The a5hash family of hash functions available in the a5hash.h file
offers you high-performance hash functions, designed for hash-table, hash-map,
and bloom-filter use cases. The functions' code is portable, cross-platform,
scalar, zero-allocation, header-only, inlinable C (compatible with C++).
Released in open-source form under the MIT license.
The provided 64-bit and 128-bit hash functions of the a5hash family are
compatible with 32-bit platforms, but their use there is not recommended due
to reduced performance of a 64-bit multiplication. On 32-bit platforms it is
recommended to use the available a5hash32() function which provides native
32-bit compatibility, if a 32-bit hash values are sufficient.
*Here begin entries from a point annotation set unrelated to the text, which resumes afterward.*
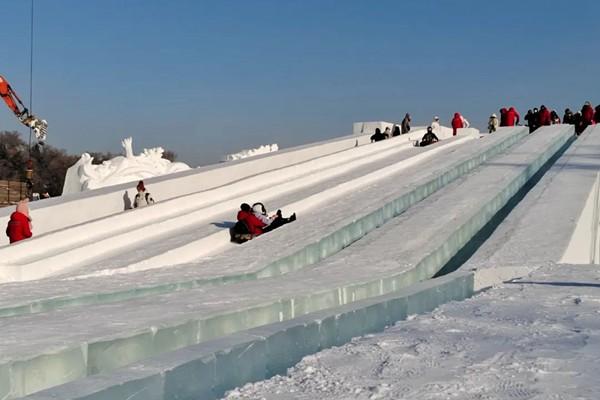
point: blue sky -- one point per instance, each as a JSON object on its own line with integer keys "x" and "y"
{"x": 206, "y": 78}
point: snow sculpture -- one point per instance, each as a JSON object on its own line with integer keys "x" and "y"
{"x": 84, "y": 175}
{"x": 252, "y": 152}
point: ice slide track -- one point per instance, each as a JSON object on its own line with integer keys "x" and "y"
{"x": 224, "y": 201}
{"x": 304, "y": 254}
{"x": 79, "y": 234}
{"x": 520, "y": 165}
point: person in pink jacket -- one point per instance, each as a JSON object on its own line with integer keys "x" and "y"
{"x": 457, "y": 123}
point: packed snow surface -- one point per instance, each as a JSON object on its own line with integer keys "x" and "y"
{"x": 84, "y": 175}
{"x": 265, "y": 149}
{"x": 537, "y": 337}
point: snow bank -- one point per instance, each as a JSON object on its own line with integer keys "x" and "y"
{"x": 265, "y": 149}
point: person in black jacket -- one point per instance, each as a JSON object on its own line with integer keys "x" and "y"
{"x": 428, "y": 138}
{"x": 377, "y": 136}
{"x": 568, "y": 117}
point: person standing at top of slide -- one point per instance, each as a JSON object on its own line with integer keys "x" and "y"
{"x": 142, "y": 198}
{"x": 457, "y": 123}
{"x": 406, "y": 124}
{"x": 19, "y": 225}
{"x": 512, "y": 117}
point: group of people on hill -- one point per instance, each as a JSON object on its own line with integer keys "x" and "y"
{"x": 396, "y": 130}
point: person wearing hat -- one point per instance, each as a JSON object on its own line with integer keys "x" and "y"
{"x": 435, "y": 125}
{"x": 493, "y": 123}
{"x": 428, "y": 138}
{"x": 19, "y": 225}
{"x": 142, "y": 198}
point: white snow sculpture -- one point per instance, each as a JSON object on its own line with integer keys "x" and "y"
{"x": 84, "y": 175}
{"x": 252, "y": 152}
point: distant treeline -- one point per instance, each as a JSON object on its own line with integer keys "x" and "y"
{"x": 49, "y": 163}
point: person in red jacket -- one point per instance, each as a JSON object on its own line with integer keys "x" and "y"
{"x": 19, "y": 225}
{"x": 456, "y": 123}
{"x": 255, "y": 226}
{"x": 545, "y": 117}
{"x": 512, "y": 117}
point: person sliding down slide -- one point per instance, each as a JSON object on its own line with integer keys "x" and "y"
{"x": 11, "y": 99}
{"x": 272, "y": 222}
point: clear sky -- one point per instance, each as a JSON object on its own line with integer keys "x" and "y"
{"x": 206, "y": 78}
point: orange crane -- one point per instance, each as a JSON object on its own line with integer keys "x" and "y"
{"x": 13, "y": 102}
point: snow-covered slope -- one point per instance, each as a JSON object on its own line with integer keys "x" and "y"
{"x": 123, "y": 288}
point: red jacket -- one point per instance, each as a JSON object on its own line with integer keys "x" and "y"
{"x": 503, "y": 112}
{"x": 545, "y": 118}
{"x": 254, "y": 224}
{"x": 456, "y": 123}
{"x": 512, "y": 117}
{"x": 18, "y": 227}
{"x": 587, "y": 114}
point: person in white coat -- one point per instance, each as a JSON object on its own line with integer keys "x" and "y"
{"x": 465, "y": 122}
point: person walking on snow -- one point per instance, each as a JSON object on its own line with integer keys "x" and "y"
{"x": 19, "y": 225}
{"x": 142, "y": 198}
{"x": 387, "y": 133}
{"x": 406, "y": 124}
{"x": 457, "y": 123}
{"x": 377, "y": 136}
{"x": 493, "y": 123}
{"x": 512, "y": 117}
{"x": 568, "y": 117}
{"x": 544, "y": 118}
{"x": 435, "y": 125}
{"x": 428, "y": 138}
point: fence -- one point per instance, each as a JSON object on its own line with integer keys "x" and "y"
{"x": 11, "y": 192}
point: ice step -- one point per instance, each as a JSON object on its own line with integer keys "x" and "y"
{"x": 180, "y": 211}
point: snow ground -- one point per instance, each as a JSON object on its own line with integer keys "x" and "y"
{"x": 534, "y": 338}
{"x": 81, "y": 326}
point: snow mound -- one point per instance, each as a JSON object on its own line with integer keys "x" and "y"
{"x": 84, "y": 175}
{"x": 267, "y": 148}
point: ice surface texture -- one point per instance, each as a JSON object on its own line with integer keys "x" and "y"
{"x": 83, "y": 207}
{"x": 207, "y": 370}
{"x": 328, "y": 243}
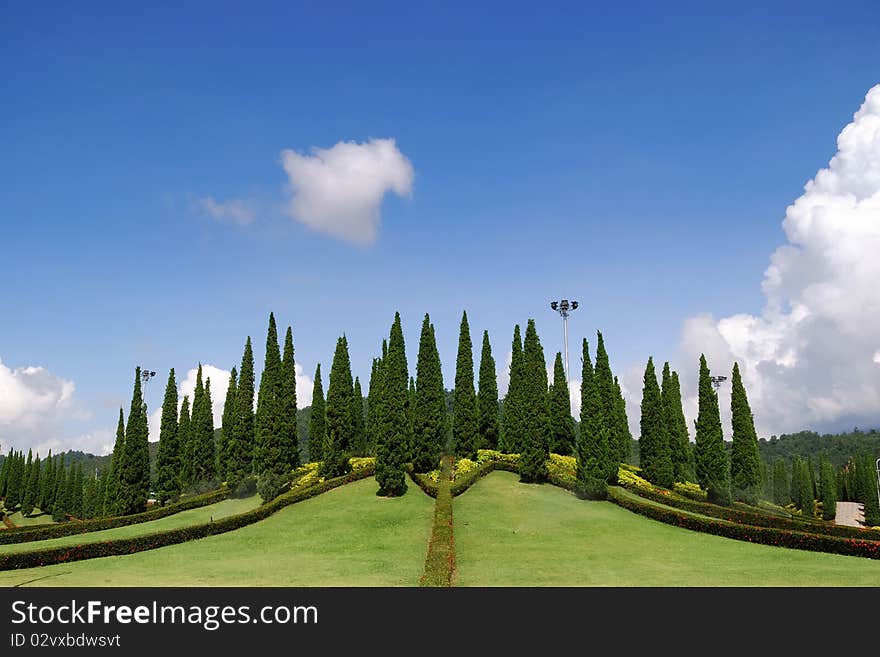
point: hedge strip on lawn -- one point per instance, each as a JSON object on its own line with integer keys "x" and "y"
{"x": 756, "y": 519}
{"x": 750, "y": 533}
{"x": 122, "y": 546}
{"x": 440, "y": 560}
{"x": 25, "y": 534}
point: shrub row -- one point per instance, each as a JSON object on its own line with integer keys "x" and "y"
{"x": 25, "y": 534}
{"x": 122, "y": 546}
{"x": 440, "y": 560}
{"x": 741, "y": 516}
{"x": 764, "y": 535}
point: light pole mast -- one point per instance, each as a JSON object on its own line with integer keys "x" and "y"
{"x": 564, "y": 308}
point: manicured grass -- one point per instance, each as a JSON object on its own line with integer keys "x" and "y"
{"x": 512, "y": 534}
{"x": 345, "y": 537}
{"x": 191, "y": 517}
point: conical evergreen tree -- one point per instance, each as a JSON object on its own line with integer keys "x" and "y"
{"x": 594, "y": 462}
{"x": 240, "y": 445}
{"x": 487, "y": 398}
{"x": 111, "y": 486}
{"x": 340, "y": 391}
{"x": 513, "y": 434}
{"x": 394, "y": 434}
{"x": 745, "y": 460}
{"x": 536, "y": 446}
{"x": 186, "y": 473}
{"x": 267, "y": 421}
{"x": 168, "y": 452}
{"x": 134, "y": 479}
{"x": 317, "y": 420}
{"x": 654, "y": 453}
{"x": 713, "y": 472}
{"x": 465, "y": 430}
{"x": 227, "y": 422}
{"x": 288, "y": 441}
{"x": 676, "y": 425}
{"x": 359, "y": 421}
{"x": 781, "y": 492}
{"x": 561, "y": 421}
{"x": 429, "y": 406}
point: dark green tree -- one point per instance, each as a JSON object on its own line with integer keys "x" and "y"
{"x": 134, "y": 476}
{"x": 561, "y": 421}
{"x": 781, "y": 491}
{"x": 288, "y": 440}
{"x": 240, "y": 446}
{"x": 394, "y": 433}
{"x": 513, "y": 434}
{"x": 745, "y": 460}
{"x": 654, "y": 453}
{"x": 465, "y": 429}
{"x": 713, "y": 471}
{"x": 317, "y": 420}
{"x": 429, "y": 407}
{"x": 487, "y": 398}
{"x": 168, "y": 452}
{"x": 267, "y": 421}
{"x": 536, "y": 420}
{"x": 340, "y": 429}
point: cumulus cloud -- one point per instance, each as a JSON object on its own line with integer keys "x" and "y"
{"x": 236, "y": 211}
{"x": 339, "y": 190}
{"x": 809, "y": 359}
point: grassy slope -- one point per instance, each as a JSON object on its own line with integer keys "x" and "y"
{"x": 345, "y": 537}
{"x": 181, "y": 519}
{"x": 508, "y": 533}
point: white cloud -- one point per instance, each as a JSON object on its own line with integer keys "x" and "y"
{"x": 339, "y": 190}
{"x": 236, "y": 211}
{"x": 808, "y": 358}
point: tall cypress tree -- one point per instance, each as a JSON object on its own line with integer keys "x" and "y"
{"x": 267, "y": 425}
{"x": 745, "y": 460}
{"x": 513, "y": 435}
{"x": 185, "y": 474}
{"x": 134, "y": 479}
{"x": 168, "y": 452}
{"x": 111, "y": 486}
{"x": 359, "y": 445}
{"x": 781, "y": 492}
{"x": 654, "y": 454}
{"x": 394, "y": 434}
{"x": 288, "y": 439}
{"x": 561, "y": 421}
{"x": 317, "y": 420}
{"x": 536, "y": 445}
{"x": 465, "y": 429}
{"x": 227, "y": 422}
{"x": 337, "y": 442}
{"x": 594, "y": 462}
{"x": 240, "y": 445}
{"x": 487, "y": 398}
{"x": 429, "y": 406}
{"x": 713, "y": 472}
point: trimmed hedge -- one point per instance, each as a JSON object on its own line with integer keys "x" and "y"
{"x": 756, "y": 519}
{"x": 440, "y": 560}
{"x": 764, "y": 535}
{"x": 122, "y": 546}
{"x": 26, "y": 534}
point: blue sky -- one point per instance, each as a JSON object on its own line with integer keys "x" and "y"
{"x": 639, "y": 158}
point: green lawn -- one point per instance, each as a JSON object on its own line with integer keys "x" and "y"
{"x": 181, "y": 519}
{"x": 512, "y": 534}
{"x": 345, "y": 537}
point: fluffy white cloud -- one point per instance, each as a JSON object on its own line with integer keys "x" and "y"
{"x": 235, "y": 211}
{"x": 809, "y": 359}
{"x": 339, "y": 190}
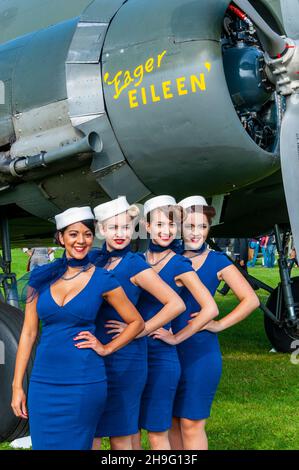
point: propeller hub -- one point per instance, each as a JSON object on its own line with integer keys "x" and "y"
{"x": 283, "y": 71}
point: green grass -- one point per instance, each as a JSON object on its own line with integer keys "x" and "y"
{"x": 256, "y": 405}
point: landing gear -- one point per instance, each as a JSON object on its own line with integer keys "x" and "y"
{"x": 11, "y": 322}
{"x": 282, "y": 334}
{"x": 281, "y": 312}
{"x": 283, "y": 303}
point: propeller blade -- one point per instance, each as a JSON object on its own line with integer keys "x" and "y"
{"x": 271, "y": 41}
{"x": 290, "y": 14}
{"x": 289, "y": 152}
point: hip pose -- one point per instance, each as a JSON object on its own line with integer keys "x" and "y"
{"x": 68, "y": 387}
{"x": 163, "y": 219}
{"x": 199, "y": 352}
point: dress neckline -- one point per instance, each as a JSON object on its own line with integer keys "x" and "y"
{"x": 200, "y": 267}
{"x": 80, "y": 292}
The a5hash() 64-bit function achieves very high hashing throughput for small
strings/messages (about 11 cycles/hash for 0-64-byte strings, hashed
repeatedly on Zen 5). The bulk throughput is intentionally moderately fast
(15 GB/s on Ryzen 9950X). Most recent competing "fast" hash functions aim to
perform well both for common keyed string hash-maps and large data hashing.
In most cases, this is done for the sake of better benchmark results, even
though such hash functions rarely provide the streamed hashing required for
large data or file hashing...
a5hash() was designed to be ultimately fast only for common string and
small-key hash-maps, and hash-tables, by utilizing the "forced inlining"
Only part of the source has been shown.